Our good friend and colleague, Stratford Caldecott, of the G.K. Chesterton Institute for Faith and Culture in Oxford has recently had a new book published: The Seven Sacraments: Entering the Mysteries of God
Here is what people are saying about the book:
Aidan Nichols OP:
This book identifies a pressing need – the need for post-baptismal catechesis, to help Catholic Christians to enter the faith they possess at a new level of depth. It assumes what can never be taken for granted, namely that they are already well-instructed doctrinally and familiar with the Scriptures and the Liturgy of the Church. It proposes that even this is insufficient – judging by the spiritual literature passed down to us from the patristic, medieval and later periods.
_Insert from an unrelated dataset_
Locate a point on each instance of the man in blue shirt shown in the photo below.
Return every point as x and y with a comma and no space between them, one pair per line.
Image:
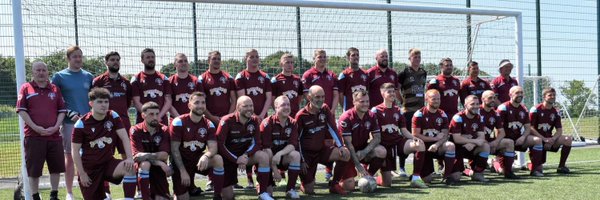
74,83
The capacity to discern relationships between creation, redemption, and the revealed Names (or attributes) of God is dependent, yes, on what we receive from Scripture, sacraments and the wider tradition of the Church. But it is also something that develops mystagogically – in line with our own entry in depth into the mysteries the faith presents to our gaze. Stratford Caldecott has the poetic sensibility and the metaphysical audacity we would expect from a Christian Platonist – for it is in that succession that I see him, a combination of Dionysius the Areopagite in the age of the Fathers and the Oxford Inklings in our own.
Scott Hahn
History presents only a handful of books that disclose the Christian mysteries with the requisite piety and fear of the Lord ñ and yet capture the minds and hearts of readers with such boldness and brilliant clarity. Stratford Caldecott goes bravely into the mystical depths of Christian life and takes his readers with him, eyes wide open. There are no shortcuts to the mystical life, but this book is an overwhelming enticement, and that might be half the battle.
Philip Zaleski:
The Seven Sacraments is a magnificent achievement, a brilliant and gripping presentation of Christianity and its sacraments as a spiritual Way, a path to holiness, an entry into life in union with God. Caldecott explores a dazzling array of subjects – the Lord's Prayer, the seven days of Creation, the souls of animals, the Kabbalah's Tree of Life, and much, much more – with the mind of a poet and the heart of a metaphysician. His conclusions are surprising, exciting, and always fascinating; this book is, among other things, great fun to read. In sum, Caldecott has written a work of intense interest to all spiritual seekers, indeed to all who ponder the ultimate meaning of human life.
Francesca Aran Murphy:
Doing for Catholics what Dallas Willard has done for Protestants, Stratford Caldecott has written a really useful book on Christian discipleship. Numbering the sacraments and the virtues is the easiest way of learning them by heart, and Caldecott shows us how. Caldecott's focus on the pattern and form of Christian sacramental life presents the liturgy on a deep imaginative plane. This is a book whose practicality is rivalled only by its profound spirituality.
Bernard Orchard OSB:
This research into the spiritual meaning of Holy Scripture follows the lines of the allegorical interpretations of Clement of Alexandria and others, but also develops the inner coherencies of the Gospels using the mysterious number Seven to link the life-giving actions of the Saviour with his Seven Sacraments – fountains of his Grace.